The Role of Asbestos Surveys in Preventing Future Harm

Pleural thickening takes decades to develop, but the exposure that causes it can happen in minutes — during a renovation, a maintenance job, or a building inspection where asbestos-containing materials are disturbed without adequate precautions.

Under the Control of Asbestos Regulations, duty holders responsible for non-domestic premises are legally required to manage asbestos in their buildings. That means knowing where asbestos is, assessing the risk it poses, and taking steps to prevent anyone from being exposed to it. A professional asbestos survey is the essential first step in that process.

For properties in the capital, a professional asbestos survey London will identify the location, type, and condition of any asbestos-containing materials in the building, giving duty holders the information they need to manage the risk properly.

Across the North West, an asbestos survey Manchester follows the same rigorous standards, helping property managers, landlords, and employers meet their legal obligations and protect the people who use their buildings every day.

In the Midlands, an asbestos survey Birmingham provides the same level of expert assessment, ensuring that tradespeople and building occupants are not unknowingly exposed to the fibres that cause conditions like pleural thickening.

The HSE’s guidance document HSG264 sets out how asbestos surveys should be planned and conducted. A competent surveyor will follow this guidance, use appropriate analytical methods, and produce a clear, accurate asbestos register that supports ongoing management.

Preventing exposure is the only way to prevent asbestos-related disease. The diseases themselves — including pleural thickening — cannot be reversed once they develop. That is why professional asbestos management is not a bureaucratic exercise but a genuine, life-changing public health measure.

Frequently Asked Questions

Is pleural thickening the same as mesothelioma?

No. Pleural thickening is a scarring of the pleural lining caused by asbestos exposure and is not itself a cancer. Malignant pleural mesothelioma is an aggressive cancer of the mesothelial cells. The two conditions can produce similar symptoms, which is why imaging and, where necessary, biopsy are used to distinguish between them. Anyone with confirmed pleural thickening should be monitored regularly for any signs of malignant change.

Can pleural thickening get worse over time?

Yes, it can. In some people the condition stabilises, but in others — particularly those with diffuse disease — the thickening may progress and lung function may continue to decline. Regular follow-up with a respiratory specialist is important so that any deterioration is identified early and management is adjusted accordingly.

How long after asbestos exposure does pleural thickening develop?
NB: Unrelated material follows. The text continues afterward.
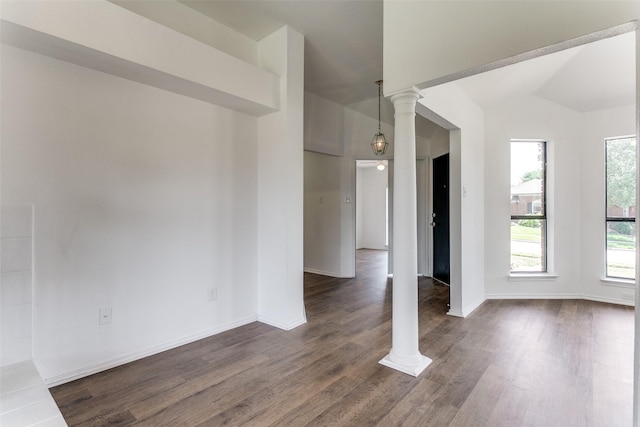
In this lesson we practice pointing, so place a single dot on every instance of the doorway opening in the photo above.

The latency period is typically between fifteen and thirty years. This means many people diagnosed today were exposed to asbestos several decades ago, often in occupational settings where asbestos use was common and protective measures were inadequate or absent entirely.
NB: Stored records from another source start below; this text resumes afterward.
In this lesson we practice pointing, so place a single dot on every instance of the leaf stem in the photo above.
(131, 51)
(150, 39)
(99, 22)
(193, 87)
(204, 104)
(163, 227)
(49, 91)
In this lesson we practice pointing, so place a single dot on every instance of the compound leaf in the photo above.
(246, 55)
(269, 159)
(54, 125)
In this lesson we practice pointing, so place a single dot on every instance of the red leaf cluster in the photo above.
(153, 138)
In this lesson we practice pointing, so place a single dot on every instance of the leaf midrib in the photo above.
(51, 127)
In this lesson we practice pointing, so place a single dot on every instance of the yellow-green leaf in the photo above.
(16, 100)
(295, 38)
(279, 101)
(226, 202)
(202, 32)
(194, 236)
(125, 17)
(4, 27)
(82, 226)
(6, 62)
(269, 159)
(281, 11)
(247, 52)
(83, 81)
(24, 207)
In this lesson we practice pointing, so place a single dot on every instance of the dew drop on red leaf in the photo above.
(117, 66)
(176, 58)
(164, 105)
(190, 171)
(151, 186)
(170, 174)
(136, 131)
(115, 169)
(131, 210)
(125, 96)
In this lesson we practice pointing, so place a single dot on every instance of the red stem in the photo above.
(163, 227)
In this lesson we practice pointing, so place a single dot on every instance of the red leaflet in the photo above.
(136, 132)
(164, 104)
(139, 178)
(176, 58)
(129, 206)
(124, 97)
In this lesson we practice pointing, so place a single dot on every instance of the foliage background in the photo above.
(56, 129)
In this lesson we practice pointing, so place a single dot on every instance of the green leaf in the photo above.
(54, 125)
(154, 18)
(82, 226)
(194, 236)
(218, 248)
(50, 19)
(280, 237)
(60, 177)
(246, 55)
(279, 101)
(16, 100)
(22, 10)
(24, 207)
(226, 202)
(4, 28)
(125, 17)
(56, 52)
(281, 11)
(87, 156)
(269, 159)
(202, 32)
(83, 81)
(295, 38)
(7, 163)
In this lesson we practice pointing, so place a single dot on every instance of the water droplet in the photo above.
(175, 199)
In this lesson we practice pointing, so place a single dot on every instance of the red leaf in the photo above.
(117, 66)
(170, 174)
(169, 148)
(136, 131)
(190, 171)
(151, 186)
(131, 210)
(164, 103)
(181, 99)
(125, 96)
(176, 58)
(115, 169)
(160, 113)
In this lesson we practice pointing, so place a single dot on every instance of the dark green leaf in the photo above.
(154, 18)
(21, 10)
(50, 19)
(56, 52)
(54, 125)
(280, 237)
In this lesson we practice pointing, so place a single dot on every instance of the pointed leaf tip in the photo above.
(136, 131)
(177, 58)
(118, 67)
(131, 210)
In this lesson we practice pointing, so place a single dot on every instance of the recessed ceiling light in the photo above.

Can I claim compensation if I have been diagnosed with pleural thickening?

If your pleural thickening was caused by occupational asbestos exposure, you may be entitled to compensation through a civil claim against a former employer or their insurers. You may also be eligible for Industrial Injuries Disablement Benefit. A solicitor specialising in asbestos disease claims can advise on the options available to you based on your specific circumstances.
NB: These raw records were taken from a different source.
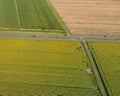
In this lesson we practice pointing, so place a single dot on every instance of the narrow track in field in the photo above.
(17, 12)
(101, 84)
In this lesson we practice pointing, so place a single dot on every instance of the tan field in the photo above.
(90, 17)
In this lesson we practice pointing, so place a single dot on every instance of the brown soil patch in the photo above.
(90, 17)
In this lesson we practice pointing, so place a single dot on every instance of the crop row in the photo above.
(52, 67)
(107, 56)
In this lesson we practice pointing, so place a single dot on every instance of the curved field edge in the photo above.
(104, 54)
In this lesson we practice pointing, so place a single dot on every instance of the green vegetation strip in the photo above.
(101, 85)
(29, 15)
(107, 56)
(38, 67)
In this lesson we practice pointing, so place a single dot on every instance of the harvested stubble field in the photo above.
(45, 68)
(29, 15)
(90, 17)
(107, 56)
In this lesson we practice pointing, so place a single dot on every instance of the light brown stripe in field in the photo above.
(90, 17)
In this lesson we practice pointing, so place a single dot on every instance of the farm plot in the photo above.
(29, 15)
(107, 56)
(8, 17)
(37, 67)
(90, 17)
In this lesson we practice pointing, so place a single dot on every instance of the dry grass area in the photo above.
(90, 17)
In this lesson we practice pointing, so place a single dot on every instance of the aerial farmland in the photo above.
(59, 48)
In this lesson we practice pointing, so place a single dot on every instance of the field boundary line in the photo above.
(66, 29)
(98, 77)
(17, 12)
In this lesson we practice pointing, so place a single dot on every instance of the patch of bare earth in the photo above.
(90, 17)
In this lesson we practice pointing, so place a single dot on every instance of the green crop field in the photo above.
(46, 68)
(107, 56)
(29, 15)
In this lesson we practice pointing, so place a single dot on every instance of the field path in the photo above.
(90, 17)
(17, 12)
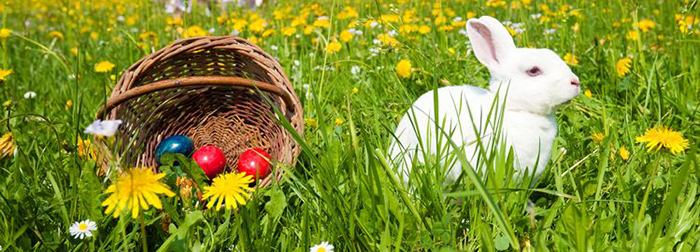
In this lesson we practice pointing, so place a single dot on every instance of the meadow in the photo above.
(623, 175)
Does everyone exposed to asbestos develop pleural thickening?

No. Not everyone exposed to asbestos will develop pleural thickening or any other asbestos-related disease. The risk is influenced by the type of asbestos, the duration and intensity of exposure, and individual factors. However, there is no known safe level of asbestos exposure, which is why preventing exposure through proper asbestos management in buildings remains critically important.

Speak to Supernova Asbestos Surveys

If you manage, own, or occupy a building that may contain asbestos, do not wait for a problem to arise. Supernova Asbestos Surveys has completed over 50,000 surveys across the UK, helping duty holders meet their legal obligations and protect the people in their care.